Mais, découvrir les sagesses chinoises, c'est surtout prendre le risque de renoncer aux problèmes qu'on a l'habitude de se poser. A quoi sert, en effet, toute notre philosophie, quand elle est confrontée à un discours qui dilue, comme autant de mauvaises questions, chacune de nos interrogations fondamentales ? A quoi sert la notion de " progrès " là où tout est processus cyclique ? Que reste-t-il de l'origine quand on déplie le monde comme un vaste dispositif éternel ? Plutôt que de reprocher à Dieu le monde tel qu'il est, il importe ici d'éprouver, à partir de sa respiration, le renouvellement ininterrompu du monde comme il va. Deuxième leçon …Etrange compagnie, en vérité, que celle d'une pensée qui choisit de suivre les mouvements immédiats de la vie plus que les articulations abstraites, rigoureuses (ou rigides) de la théorie. Singulière amie, qu'une " philosophie " dont les principes se nomment " souffle vital " (qi), " voie " (dao), ou encore " vertu d'humanité " (ren).


Puisque la Chine fonctionne comme un ailleurs fécond, il serait absurde (ou manichéen) de choisir une sagesse aux dépens de l'autre. Autrement fertile est la démarche consistant à entrelacer la Chine et l'Occident, comme le yin et le yang, ou l'adret et l'ubac d'une seule montagne. La pensée chinoise est une pensée de la polarité : elle met en évidence l'union des contraires et leur coopération permanente. Pourquoi ne pas en faire le principe d'une lecture interactive plutôt que d'une alternative rigide ? D'ailleurs, les passerelles existent entre les deux mondes et laissent entrevoir la possibilité d'un fonds commun de l'expérience et de la morale : quand Tchouang-Tseu déclare qu'il faut " savoir ce contre quoi on ne peut rien et l'accepter comme sa destinée ", et que c'est là " vertu suprême ", il est presque stoïcien. Quand Héraclite considère que les " opposés coopèrent ", et tient pour inséparables le jour et la nuit, l'hiver et l'été, la guerre et la paix, ou encore la satiété et la faim, il dit ce que la Chine n'a jamais cessé de penser à travers l'inséparabilité du yin et du yang.
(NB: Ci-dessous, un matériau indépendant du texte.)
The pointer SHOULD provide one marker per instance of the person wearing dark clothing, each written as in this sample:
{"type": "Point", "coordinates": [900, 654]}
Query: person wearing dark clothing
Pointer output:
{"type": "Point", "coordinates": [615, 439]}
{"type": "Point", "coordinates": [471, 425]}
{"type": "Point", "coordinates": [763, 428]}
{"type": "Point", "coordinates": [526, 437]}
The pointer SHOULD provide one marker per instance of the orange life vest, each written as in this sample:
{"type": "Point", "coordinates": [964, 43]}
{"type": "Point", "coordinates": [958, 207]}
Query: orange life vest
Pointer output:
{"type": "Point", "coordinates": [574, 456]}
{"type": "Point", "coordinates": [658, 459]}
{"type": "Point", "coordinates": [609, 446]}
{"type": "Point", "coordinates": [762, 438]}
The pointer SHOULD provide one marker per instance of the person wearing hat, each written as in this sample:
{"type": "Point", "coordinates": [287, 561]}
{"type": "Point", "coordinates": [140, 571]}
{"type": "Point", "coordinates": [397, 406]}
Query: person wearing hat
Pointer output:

Lorsque Confucius demande " ce que tu ne voudrais pas que l'on te fasse, ne l'inflige pas aux autres ", on entend aussitôt la voix de Matthieu : " Tout ce que vous voulez que les hommes fassent pour vous, faites-le vous-même pour eux. " (7,12). Claude Lévi-Strauss a décidément raison de penser qu" il n'y a que les différences qui se ressemblent " !
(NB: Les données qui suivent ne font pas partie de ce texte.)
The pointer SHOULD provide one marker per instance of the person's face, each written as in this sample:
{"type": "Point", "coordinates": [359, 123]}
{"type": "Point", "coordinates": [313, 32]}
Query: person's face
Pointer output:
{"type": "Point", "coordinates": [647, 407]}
Aujourd'hui, le monde n'est plus bipolaire ; cela impose d'abjurer nos anciennes manières de penser. Rien n'est plus utile que de mêler nos certitudes à l'impermanence de ces sagesses lointaines. Les hybrides qui en naissent sont, à coup sûr, plus intéressants que les sempiternels ouvrages qui se demandent encore comment donner un sens à la vie après la mort de Dieu... Ainsi, plutôt que de faire des courbettes vénales à la dictature chinoise tout en s'agrippant aux préjugés de la métaphysique occidentale, l'Occident gagnerait à apprendre des Chinois - autre leçon - que " ce ne sont pas les richesses qui rendent un Etat prospère, mais la justice. " Ainsi parlait Confucius.